Just then, the waitress, who had been reluctant to approach our table up until now, finally came up to us and said, "Would you like to hear today's specials?" in a bored tone that pissed me off all the more.

"A pleasure Agent Brady. Frankie," I said, as I rose to my feet. 

"Stace, wait—" Scott said with a sigh, trying to stop me, but his dad was already cutting him off. 

"We are not done here," said Jeff as I walked away from the table.

Once I got outside, a roller-coaster of emotions washed over me. Scott had been right to want to keep his father from me. Jeff hated me and he didn't even know me, didn't know what I'd survived. I could never be the girl Scott took home. We had been living in a bubble. Real life was much more cut throat. I of all people should have known better than to think I could have this life. Finishing college, leaving the mafia. None of it was for me. I was an idiot to think that I could have him. 

A sinking feeling of helplessness poured over me. What the fuck was I thinking about when I should be focusing on getting Jenny back? One thing about being a Luciano was you were never powerless. Not like I was now. My fingers itched to reach for my phone. 

One phone call and I could fix everything. Without it, Jenny was as good as dead. I already knew how it would go. That same phone call could cost me Scott.

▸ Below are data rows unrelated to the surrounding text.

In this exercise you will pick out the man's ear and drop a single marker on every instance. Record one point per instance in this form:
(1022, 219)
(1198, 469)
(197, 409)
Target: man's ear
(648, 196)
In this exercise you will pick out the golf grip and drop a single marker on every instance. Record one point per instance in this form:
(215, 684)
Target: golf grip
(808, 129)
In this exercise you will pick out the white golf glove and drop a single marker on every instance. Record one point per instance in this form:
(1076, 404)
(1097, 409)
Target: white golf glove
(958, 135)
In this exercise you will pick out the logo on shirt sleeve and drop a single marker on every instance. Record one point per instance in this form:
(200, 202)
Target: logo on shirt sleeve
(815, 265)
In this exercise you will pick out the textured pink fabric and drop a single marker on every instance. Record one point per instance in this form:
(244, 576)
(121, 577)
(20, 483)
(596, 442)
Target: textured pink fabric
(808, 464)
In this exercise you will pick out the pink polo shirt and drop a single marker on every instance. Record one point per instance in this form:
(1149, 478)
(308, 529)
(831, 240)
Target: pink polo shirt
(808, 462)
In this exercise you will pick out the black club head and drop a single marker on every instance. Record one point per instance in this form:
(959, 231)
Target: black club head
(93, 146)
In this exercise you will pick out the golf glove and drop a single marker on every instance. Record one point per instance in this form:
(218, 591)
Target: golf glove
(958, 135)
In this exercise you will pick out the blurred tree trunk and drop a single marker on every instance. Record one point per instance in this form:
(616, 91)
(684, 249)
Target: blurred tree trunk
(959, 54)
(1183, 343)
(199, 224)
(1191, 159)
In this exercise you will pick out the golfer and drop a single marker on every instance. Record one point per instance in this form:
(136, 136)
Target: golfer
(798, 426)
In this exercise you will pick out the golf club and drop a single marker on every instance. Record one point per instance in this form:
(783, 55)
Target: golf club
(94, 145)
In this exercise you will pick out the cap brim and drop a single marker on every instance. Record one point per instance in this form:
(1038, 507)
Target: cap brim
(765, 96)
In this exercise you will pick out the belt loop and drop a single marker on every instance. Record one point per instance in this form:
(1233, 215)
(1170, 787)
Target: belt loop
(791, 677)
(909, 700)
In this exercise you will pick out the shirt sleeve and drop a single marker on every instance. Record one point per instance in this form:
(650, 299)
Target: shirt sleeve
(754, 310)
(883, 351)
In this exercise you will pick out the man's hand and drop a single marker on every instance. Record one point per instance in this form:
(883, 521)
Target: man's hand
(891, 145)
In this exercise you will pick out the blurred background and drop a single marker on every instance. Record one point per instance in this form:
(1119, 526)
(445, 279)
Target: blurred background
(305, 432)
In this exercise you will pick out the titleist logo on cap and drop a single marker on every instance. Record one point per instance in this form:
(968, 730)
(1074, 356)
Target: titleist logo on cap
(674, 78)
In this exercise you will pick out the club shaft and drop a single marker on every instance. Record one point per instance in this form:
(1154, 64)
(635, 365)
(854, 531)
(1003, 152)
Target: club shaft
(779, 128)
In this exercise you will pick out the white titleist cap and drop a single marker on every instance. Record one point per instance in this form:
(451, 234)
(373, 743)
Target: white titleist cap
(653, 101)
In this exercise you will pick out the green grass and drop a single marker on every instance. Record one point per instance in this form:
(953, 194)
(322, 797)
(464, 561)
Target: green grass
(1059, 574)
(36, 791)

What the fuck was I supposed to do? 

As if making the decision for me, my phone rang, nearly giving me a heart attack. 

"Hello daddy," I answered without even needing to confirm who it was. 

"Ciao, erede," he said and I could hear the triumph in his voice. "Ready to come home yet?" 

I put the phone on speaker as my breathing quickened and my head throbbed. 

"Call Joey off," I screamed, letting my emotions get the better of me anyway. 

"Have I taught you nothing?" he screamed back and I shook like a leaf. 

"We make requests from a place of strength, bambina. Honor the deal you made fifteen years ago. Beg for my forgiveness. Agree to marry the man I chose. Then you can have whatever you want. Remember the rush, erede. The power of holding life in your hands. As a Cattaneo as well as your father's daughter, you'll be strong again," said Don Angelo. 

I burst into silent tears, covering my mouth to muffle any sounds I might make, rivers streaming down my cheeks. 

"I don't want your type of power. I don't want to be strong anymore. There must be something you want more than me," I said, in complete denial, knowing deep down that there wasn't.

Whatever Don Angelo's response was, I didn't get to hear it. A hand reached out, took the phone from me and ended the call. Next I was in

his arms, wiping away the tears like they were a show of weakness.